Each number is stored on a separate piece of paper, and to guard against loss you add a fifth number so that when you add them all up you get a total ending in zero. In this example, the total of the first 4 is 18. You can add an extra 2 to make the total 20, which ends in zero, so the fifth number is going to be 2.

5 8 2 3 2

Now, if we lose any one of those five numbers we can work out what it must have been – just work out which digit when added to the remaining four gives you a total ending in zero. For example, supposing ‘3’ when missing. Add up the remainder and you get 17. You need 3 more to get to a zero, so the missing number must be 3.

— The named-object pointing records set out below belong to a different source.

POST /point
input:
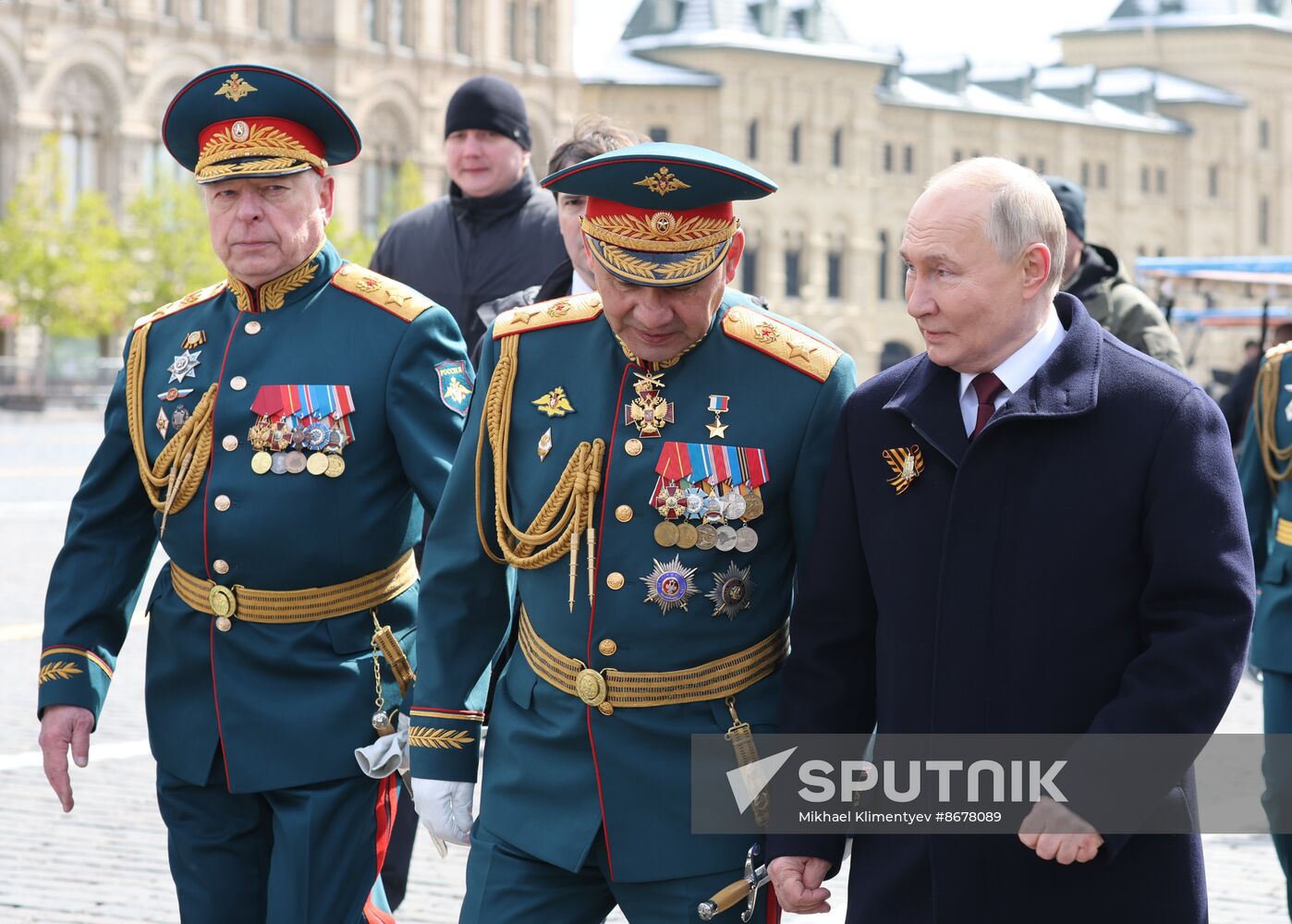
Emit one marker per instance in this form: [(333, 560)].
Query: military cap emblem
[(731, 590), (236, 88), (669, 584), (662, 181), (908, 466)]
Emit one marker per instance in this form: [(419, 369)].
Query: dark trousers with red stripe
[(506, 884), (309, 855)]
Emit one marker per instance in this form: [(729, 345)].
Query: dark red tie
[(989, 388)]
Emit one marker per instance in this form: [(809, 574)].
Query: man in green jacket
[(1094, 275)]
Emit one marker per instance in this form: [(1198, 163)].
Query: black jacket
[(461, 251)]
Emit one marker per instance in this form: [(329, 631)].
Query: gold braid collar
[(567, 511), (182, 463), (1276, 459)]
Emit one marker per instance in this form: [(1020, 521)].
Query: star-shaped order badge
[(185, 366), (731, 590), (555, 404), (908, 464), (669, 584)]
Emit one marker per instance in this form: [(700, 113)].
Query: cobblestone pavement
[(106, 862)]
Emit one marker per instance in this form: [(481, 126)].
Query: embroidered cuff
[(445, 743)]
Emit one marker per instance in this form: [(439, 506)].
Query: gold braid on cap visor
[(661, 233), (263, 141)]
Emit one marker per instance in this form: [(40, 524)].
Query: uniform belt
[(296, 606), (629, 689)]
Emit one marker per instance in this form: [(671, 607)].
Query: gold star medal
[(649, 411), (669, 584), (908, 466), (555, 404)]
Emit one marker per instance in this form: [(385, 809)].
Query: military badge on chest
[(707, 495), (301, 428)]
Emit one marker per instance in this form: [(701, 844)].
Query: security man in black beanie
[(1094, 275), (495, 232)]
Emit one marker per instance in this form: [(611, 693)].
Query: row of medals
[(279, 449), (713, 512)]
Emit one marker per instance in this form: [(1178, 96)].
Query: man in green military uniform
[(649, 460), (281, 433), (1263, 469)]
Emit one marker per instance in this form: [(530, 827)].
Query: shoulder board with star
[(568, 310), (180, 304), (770, 334), (386, 294)]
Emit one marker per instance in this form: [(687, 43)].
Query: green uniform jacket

Digression over. ZFS calculates a block of error correction data for the blocks of data it’s just written and adds this as the last block in the sequence. If If ZFS blocks and sectors were the same size, this would be fine writing another sector is quick. But ZFS blocks no longer match sectors. In fact, they’re tunable over a wide range. We’ve also got 4k sectors instead of the traditional 512b. So, suppose you had 2k ZFS blocks on a 4k sector disk? Your parity data could end up being just half a sector, meaning that ZFS has to read it, overwrite half, and write it back rather than just writing it. This sucks. But if you choose the number of disks carefully, you end up with parity blocks that do fit. So, always make sure you follow Lucas’ rule, and make sure your data drives are a power of two.

Except…

This may have been true once, but now we have variable ZFS blocks sizes, and they tend to be much larger than the sector size anyway. In this situation the “magic” configurations no longer matter. And, now we have lx4 compression, the physical block sizes are variable anyway.

For those not in the know about this, lz4 compression is a no-brainer. It wont’ compress stuff it can’t, and its fast. Most files will compress to at least 2:1, often more – which means when you read a block only half the data needs to travel down the bus to get in memory. Everything suddenly goes twice as fast, at the expense of one core having to do some work. It’s true that the block and sector sizes are nowhere near matching, and this is bound to have a performance hit, but this is more-than eclipsed by the improved transfer rate.

So in summary, forget the 2^D+P “best practice” formula. It was only valid in the early days. Have whatever config you like, but I I do commend my rule about the number of redundant drives. This is based on a hardware issue, and update to the software is going to fix this any time soon.